Une autre raison encore a détourné de ces sortes de recherches. Deux de ceux qui s'étaient rendus fameux par cette entreprise de creuser la terre pour y chercher des trésors tombèrent entre les mains de leurs supérieurs, qui ne les épargnèrent pas, et ne voulurent jamais croire que ces hommes-là n'avaient rien découvert. Ils les accusèrent d'avoir trouvé des trésors, et de le nier pour ne les pas partager avec eux. On leur faisait tous les jours de nouvelles avanies sous des prétextes frivoles ; et enfin on leur fit payer les profits d'une recherche dont ils n'avaient jamais tiré aucun avantage. Ce qui se trouve d'antiquités à Alexandrie, tant en médailles qu'en pierres gravées et en autres choses semblables, se découvre, comme je l'ai déjà remarqué ci-dessus, sans creuser et seulement quand les terres sont lavées par la pluie. Si dans quelques occasions on remue la terre, on le fait sous d'autres prétextes, comme pour tirer des pierres quand on veut bâtir, etc. ; mais cela se fait sans toucher en aucune façon à ces pièces antiques qui sont debout (...)."

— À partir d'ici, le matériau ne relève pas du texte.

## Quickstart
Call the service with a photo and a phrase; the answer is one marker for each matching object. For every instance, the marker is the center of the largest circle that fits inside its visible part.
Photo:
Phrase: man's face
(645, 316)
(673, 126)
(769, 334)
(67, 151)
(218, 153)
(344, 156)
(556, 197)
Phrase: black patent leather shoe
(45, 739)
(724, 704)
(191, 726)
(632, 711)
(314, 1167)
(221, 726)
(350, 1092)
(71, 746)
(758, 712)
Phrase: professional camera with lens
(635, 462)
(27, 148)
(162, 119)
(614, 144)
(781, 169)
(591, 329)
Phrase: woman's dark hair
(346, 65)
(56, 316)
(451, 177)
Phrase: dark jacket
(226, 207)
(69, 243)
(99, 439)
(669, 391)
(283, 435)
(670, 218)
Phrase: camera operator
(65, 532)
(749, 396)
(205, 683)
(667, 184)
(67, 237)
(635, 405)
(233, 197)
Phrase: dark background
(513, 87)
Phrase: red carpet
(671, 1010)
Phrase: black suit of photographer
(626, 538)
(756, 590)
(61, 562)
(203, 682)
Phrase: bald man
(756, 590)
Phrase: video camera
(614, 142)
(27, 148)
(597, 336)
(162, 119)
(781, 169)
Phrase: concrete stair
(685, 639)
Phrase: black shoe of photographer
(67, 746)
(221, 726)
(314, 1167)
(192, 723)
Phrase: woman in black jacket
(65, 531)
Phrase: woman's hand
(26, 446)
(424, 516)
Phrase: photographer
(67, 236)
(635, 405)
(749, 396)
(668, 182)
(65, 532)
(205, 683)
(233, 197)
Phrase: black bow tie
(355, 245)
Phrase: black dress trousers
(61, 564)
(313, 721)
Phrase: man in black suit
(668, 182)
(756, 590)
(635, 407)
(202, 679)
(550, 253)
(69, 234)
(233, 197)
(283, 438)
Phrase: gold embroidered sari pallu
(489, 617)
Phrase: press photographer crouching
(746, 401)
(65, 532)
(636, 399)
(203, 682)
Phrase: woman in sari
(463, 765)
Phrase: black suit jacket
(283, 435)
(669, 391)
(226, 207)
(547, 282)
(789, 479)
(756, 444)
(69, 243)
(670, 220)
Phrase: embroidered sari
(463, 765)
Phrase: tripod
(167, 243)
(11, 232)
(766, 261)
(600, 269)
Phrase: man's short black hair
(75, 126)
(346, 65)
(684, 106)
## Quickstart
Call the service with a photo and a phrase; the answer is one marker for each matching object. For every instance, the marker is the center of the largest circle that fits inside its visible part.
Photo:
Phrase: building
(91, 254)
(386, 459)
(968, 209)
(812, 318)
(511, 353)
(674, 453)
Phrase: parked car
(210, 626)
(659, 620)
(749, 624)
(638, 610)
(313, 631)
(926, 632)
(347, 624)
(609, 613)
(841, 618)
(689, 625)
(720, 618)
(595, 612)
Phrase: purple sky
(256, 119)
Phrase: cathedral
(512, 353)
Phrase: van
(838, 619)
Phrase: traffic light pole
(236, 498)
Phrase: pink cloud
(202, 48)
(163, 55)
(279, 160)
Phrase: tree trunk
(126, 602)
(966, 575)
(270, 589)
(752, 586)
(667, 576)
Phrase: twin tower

extrait de Voyage d'Égypte et de Nubie, par Frédéric Louis Norden (1708-1742), voyageur danois, "capitaine des vaisseaux du roi"

"Il n'y a guère de pays où la terre ait un plus grand besoin de culture qu'en Égypte" (Frédéric Louis Norden)


"J'observerai que, comme il ne pleut que rarement en Égypte, l'auteur de la nature a disposé si sagement les choses, que ce manque de pluie est heureusement remplacé par l'inondation régulière qui s'y fait, et qui y revient tous les ans. Rien n'est plus connu que cette inondation, mais aussi rien sur quoi on se méprenne davantage que sur la manière dont elle se fait, et sur la façon dont on cultive après cela la terre. Les auteurs qui ont entrepris de donner des descriptions de l'Égypte ont cru ces deux articles si généralement connus qu'ils ne sont presque entrés dans aucunes particularités : contents d'avoir dit que la fertilité du pays dérive uniquement de cette inondation annuelle du Nil, ils s'en sont tenus là ; et ce silence a donné occasion de croire que l'Égypte est un paradis terrestre où on n'a besoin ni de labourer la terre ni de la semer, tout étant produit comme de soi-même après l'écoulement des eaux du Nil. On s'y trompe bien ; et j'oserais avancer, sur ce que j'en ai vu de mes propres yeux, qu'il n'y a guère de pays où la terre ait un plus grand besoin de culture qu'en Égypte. C'est la raison qui m'a engagé à donner dans mes dessins, non seulement les diverses machines hydrauliques dont on se sert pour arroser la terre, mais encore le dessin d'une charrue dont on est obligé de faire usage pour labourer les terres aux environs de Gamase (Ghamâzah), dans la haute Égypte.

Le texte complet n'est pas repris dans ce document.